You can do this nicely with boolean masks:

a = numpy.arange(10)

mask = np.ones(len(a), dtype=bool) # all elements included/True.
mask[[7,2,8]] = False              # Set unwanted elements to False

print a[mask]
# Gives (removing entries 7, 2 and 8):
[0 1 3 4 5 6 9]

Addition (taken from @mgilson). The binary mask created can be used nicely to get back the original slices with a[~mask] however this is only the same if the original indices were sorted.


EDIT: Moved down, as I had to realize that I would consider np.delete buggy at this time (Sep. 2012).

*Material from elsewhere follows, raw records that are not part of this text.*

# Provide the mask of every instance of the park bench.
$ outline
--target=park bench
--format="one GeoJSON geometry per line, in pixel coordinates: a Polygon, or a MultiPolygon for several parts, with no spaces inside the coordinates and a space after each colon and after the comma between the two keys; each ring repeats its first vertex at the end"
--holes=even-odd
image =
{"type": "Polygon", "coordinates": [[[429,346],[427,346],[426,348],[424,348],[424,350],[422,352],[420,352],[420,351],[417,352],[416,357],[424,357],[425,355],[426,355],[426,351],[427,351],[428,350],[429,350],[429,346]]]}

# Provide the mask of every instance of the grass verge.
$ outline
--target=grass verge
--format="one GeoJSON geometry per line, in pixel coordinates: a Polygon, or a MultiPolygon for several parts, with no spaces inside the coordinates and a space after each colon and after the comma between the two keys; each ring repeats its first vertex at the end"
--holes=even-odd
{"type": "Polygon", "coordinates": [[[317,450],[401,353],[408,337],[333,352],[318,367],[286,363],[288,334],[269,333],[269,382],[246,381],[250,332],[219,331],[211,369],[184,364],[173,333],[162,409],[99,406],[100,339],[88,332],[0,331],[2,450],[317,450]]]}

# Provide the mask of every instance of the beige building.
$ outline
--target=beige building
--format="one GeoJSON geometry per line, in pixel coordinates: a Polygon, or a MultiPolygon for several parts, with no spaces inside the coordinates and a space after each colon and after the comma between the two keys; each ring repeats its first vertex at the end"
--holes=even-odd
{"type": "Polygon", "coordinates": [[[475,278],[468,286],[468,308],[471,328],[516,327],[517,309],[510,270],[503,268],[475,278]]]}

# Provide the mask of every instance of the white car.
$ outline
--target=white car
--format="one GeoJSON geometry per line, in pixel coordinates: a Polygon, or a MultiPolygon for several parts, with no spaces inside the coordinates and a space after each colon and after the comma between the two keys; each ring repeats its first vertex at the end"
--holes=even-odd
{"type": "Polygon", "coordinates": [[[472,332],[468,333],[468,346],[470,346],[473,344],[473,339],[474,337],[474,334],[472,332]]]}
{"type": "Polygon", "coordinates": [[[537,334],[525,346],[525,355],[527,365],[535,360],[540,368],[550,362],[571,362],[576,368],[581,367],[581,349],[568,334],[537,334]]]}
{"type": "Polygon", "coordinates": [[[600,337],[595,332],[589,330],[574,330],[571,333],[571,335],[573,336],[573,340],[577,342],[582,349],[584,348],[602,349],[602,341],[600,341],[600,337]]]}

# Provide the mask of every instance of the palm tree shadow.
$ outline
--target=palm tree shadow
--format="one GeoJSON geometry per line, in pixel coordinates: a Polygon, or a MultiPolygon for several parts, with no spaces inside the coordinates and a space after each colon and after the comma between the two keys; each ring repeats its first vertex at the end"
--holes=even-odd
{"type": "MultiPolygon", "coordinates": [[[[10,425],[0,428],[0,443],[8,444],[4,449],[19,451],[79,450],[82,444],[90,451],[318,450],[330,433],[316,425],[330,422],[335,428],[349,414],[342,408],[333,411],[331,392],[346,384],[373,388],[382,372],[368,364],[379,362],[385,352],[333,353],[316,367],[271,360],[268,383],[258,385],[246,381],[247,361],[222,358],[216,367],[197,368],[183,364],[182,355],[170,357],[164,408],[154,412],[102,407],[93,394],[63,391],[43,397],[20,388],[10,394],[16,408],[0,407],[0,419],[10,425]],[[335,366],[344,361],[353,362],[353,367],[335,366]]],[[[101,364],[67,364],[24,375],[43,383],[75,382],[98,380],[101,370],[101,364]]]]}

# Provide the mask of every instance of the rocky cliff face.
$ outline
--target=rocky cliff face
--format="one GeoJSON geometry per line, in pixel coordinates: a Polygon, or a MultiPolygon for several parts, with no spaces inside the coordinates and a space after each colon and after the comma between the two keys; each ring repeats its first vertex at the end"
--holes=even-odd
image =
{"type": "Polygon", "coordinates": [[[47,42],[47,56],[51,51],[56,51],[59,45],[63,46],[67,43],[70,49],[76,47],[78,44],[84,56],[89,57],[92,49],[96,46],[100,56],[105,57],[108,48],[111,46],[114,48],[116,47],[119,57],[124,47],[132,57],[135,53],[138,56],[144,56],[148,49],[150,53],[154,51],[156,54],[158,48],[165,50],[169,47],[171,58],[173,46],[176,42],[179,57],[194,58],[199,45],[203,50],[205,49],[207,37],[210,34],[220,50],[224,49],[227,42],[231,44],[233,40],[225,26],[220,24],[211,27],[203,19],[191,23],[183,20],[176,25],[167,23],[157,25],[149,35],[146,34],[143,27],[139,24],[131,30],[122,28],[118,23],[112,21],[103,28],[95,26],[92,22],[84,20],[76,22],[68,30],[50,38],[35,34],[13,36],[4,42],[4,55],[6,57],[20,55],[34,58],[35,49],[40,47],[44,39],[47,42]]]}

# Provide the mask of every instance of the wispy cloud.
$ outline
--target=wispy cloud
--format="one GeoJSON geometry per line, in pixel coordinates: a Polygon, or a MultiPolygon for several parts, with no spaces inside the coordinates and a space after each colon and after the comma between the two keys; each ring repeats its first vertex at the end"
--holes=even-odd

You could also use np.delete, though masks are more powerful (and in the future I think that should be an OK option). At the moment however its slower then the above, and will create unexpected results with negative indices (or steps when given a slice).

print np.delete(a, [7,2,8])

4 Comments

Yes -- the second approach is the best so far, and the only pure-numpy linear apprach... seems obvious in retrospect! (Note that behind the scenes, numpy.delete just uses setdiff1d which in turn uses in1d. So it's also n log n.) Would +1 but you already have mine!
@senderle seriously! Thats funny, maybe the np.delete could use a change for that execution path...
@PierreGM, true I never use it too, but if you only want a copy of the array without it and nothing else, I honestly don't see a huge problem with using such a function.
@seberg The fact that it exists means that np.delete is useful for some, of course, but I keep thinking that it's a terrible function that never works as people expect it to (but works exactly as it should). Why adding to the confusion when explicit fancy indexing is so much clearer?
4

It's more like:

a = numpy.array([1, 2, 3, 4, 5, 6, 7, 4])
exclude_index = numpy.arange(5)
include_index = numpy.setdiff1d(numpy.arange(len(a)), exclude_index)
a[include_index]
# array([6, 7, 4])

# Notice this is a little different from
numpy.setdiff1d(a, a[exclude_index])
# array([6, 7]

Comments

1

I would do this with a Boolean mask but a little different. Which has the benefit of working in N-dimensions, with continuous or not indices. Memory usage will depend on if a view or copy is made for the masked array and I am not sure.

import numpy
a = numpy.arange(10)
sel_id = numpy.arange(5)
mask = numpy.ma.make_mask_none(a.shape)
mask[sel_id] = True
answer = numpy.ma.masked_array(a, mask).compressed()
print answer
# [5 6 7 8 9]

1 Comment

Masked arrays may be a really nice option. Though .compressed() somewhat defeats the masked array purpose IMO, as it creates a normal array copy.
0

Also, if they are contiguous use the [N:] syntax to select the rest. For instance, arr[5:] would select the 5th to last element in the array.

Comments

0

Here's another way, using numpy's isin() function:

import numpy as np

a = np.arange(10)
sel_id = np.arange(5)

a[~np.isin(np.arange(a.size), sel_id)]

Explanation:

np.arange(a.size) gives all the indices of a, i.e. [0, 1, 2, 3, 4, 5, 6, 7, 8, 9]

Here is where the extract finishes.